A daily bulletin of news & opinion

25 November 2010

It’s no secret that wealthy Chinese are addicted to luxury brand shopping. But the biggest demand for marquee names like Louis Vuitton, Prada and Hermès may not be in the rich coastal cities of Shanghai and Beijing for much longer. Chinese second- and third-tier cities have shown a growing appetite for luxury brands and the top companies are rushing to meet this demand by opening stores in such far-flung locales as Harbin and Urumqi.

According to Bain & Company’s annual China luxury market study, released earlier this month, domestic luxury spending reached $10bn in 2009 — a figure that is expected to jump by 23 per cent this year.
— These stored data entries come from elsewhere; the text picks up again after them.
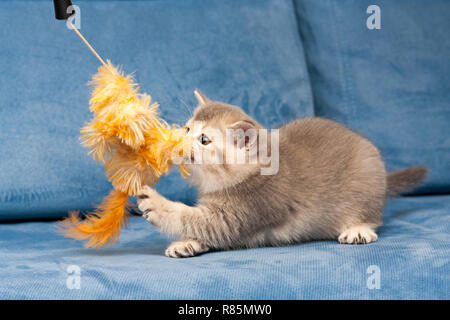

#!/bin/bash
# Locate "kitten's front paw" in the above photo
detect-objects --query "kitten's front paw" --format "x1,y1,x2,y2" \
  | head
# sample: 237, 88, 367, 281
137, 186, 169, 226
137, 186, 158, 212
165, 240, 209, 258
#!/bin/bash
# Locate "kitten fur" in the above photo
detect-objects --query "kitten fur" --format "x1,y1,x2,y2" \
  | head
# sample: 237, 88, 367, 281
138, 90, 427, 258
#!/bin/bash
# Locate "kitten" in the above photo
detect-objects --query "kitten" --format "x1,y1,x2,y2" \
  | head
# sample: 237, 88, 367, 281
138, 90, 427, 258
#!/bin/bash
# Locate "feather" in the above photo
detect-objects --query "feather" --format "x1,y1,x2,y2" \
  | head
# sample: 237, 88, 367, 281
58, 190, 130, 248
59, 61, 189, 247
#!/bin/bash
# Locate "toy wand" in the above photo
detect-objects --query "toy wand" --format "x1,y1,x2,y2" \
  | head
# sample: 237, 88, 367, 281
54, 0, 107, 67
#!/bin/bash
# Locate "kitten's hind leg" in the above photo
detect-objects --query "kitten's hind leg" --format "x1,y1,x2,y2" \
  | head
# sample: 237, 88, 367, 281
338, 224, 378, 244
165, 239, 209, 258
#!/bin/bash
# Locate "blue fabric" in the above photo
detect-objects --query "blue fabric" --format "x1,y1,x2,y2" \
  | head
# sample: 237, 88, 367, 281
0, 0, 448, 301
0, 0, 314, 220
0, 195, 448, 299
294, 0, 450, 194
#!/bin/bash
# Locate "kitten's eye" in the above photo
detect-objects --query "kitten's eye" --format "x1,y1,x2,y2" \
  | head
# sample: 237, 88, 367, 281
199, 134, 211, 145
185, 126, 190, 133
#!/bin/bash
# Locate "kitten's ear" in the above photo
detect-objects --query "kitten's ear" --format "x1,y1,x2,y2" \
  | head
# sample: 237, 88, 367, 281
228, 120, 258, 149
194, 89, 210, 106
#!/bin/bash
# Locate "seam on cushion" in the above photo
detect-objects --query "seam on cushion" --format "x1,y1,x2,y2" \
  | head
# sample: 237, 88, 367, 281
329, 0, 357, 126
290, 0, 316, 117
0, 186, 110, 221
0, 187, 59, 204
0, 186, 100, 205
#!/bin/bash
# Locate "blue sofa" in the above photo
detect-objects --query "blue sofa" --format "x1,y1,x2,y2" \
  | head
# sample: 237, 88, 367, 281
0, 0, 448, 299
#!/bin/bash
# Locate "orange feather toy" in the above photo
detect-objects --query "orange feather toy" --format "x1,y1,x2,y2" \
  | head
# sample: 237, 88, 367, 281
58, 23, 189, 247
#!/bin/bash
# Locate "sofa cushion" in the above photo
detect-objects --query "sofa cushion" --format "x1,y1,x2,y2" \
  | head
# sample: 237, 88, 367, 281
294, 0, 450, 194
0, 0, 313, 220
0, 195, 448, 299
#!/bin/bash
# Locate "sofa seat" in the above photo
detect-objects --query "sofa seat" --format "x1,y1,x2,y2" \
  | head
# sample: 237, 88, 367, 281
1, 195, 448, 299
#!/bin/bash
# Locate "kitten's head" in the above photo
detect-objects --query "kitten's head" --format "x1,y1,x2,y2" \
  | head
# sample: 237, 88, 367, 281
183, 90, 263, 194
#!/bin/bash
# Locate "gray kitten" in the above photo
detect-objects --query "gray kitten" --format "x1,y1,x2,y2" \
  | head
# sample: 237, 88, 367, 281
137, 90, 427, 258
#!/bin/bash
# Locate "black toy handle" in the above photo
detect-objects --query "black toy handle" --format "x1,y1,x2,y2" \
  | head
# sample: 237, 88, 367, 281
53, 0, 75, 20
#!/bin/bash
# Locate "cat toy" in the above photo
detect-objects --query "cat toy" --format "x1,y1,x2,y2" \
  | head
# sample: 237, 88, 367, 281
53, 0, 189, 247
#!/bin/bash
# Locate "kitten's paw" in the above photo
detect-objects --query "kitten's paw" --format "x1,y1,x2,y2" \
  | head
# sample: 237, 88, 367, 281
137, 186, 169, 226
137, 186, 163, 213
165, 240, 209, 258
338, 225, 378, 244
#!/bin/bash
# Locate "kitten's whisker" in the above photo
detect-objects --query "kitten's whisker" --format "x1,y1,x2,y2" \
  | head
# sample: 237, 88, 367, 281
178, 97, 194, 119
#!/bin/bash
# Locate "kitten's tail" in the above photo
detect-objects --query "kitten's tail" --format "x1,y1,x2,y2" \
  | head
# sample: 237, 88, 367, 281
386, 166, 428, 197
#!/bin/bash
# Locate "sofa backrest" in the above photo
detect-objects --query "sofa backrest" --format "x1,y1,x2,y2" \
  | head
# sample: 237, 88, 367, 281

Perhaps most interestingly, however, the report noted that second- and third-tier cities were fast becoming the “new battleground” for luxury brands. Indeed, spending among the richest residents in these cities surged in 2009. The study found that families here making over $180,000 annually spent an average of $28,000 on luxury goods for the year-more than residents in the same income bracket in Shanghai, Beijing and Shenzhen.

Why the shift in spending patterns across the country? For one, wealthy Chinese in the country’s biggest cities tend to do their shopping overseas, where prices are generally lower and the selection better. Also, these consumers are developing more sophisticated tastes, increasingly preferring the harder-to-get Diane von Furstenberg to Louis Vuitton.

“The brands know that in some ways it’s old hat to have an LV bag, so going to second- and third-tier markets is what they have to do,” says Avery Booker, the New York-based editor of jingdaily.com, a website that covers the luxury industry in China, “Even brands you wouldn’t expect like Bottega Veneta are going to Chengdu.”

But with greater expansion comes the risk of brand dilution outside the main cities, as well. Some companies are trying to prevent this by creating special lines in conjunction with famous Chinese artists to generate buzz and maintain their edge in exclusivity.

Earlier this year, for instance, Ferragamo launched a line of bags and T-shirts designed by the artist Xue Song, while the watchmaker Titoni unveiled a “Panda” watch for the Chinese market based on a painting of a panda by Zhang Qikai.

“Five years ago, everyone was selling in China what they were selling everywhere else, and frequently China was behind the other markets,” says Ben Cavender, a senior analyst with the China Market Research Group in Shanghai. “Chinese consumers are very demanding. They want to feel like they’re getting the newest thing or the best thing and brands are needing to cater to that.”

“It’s all about how companies are managing their brands,” he says.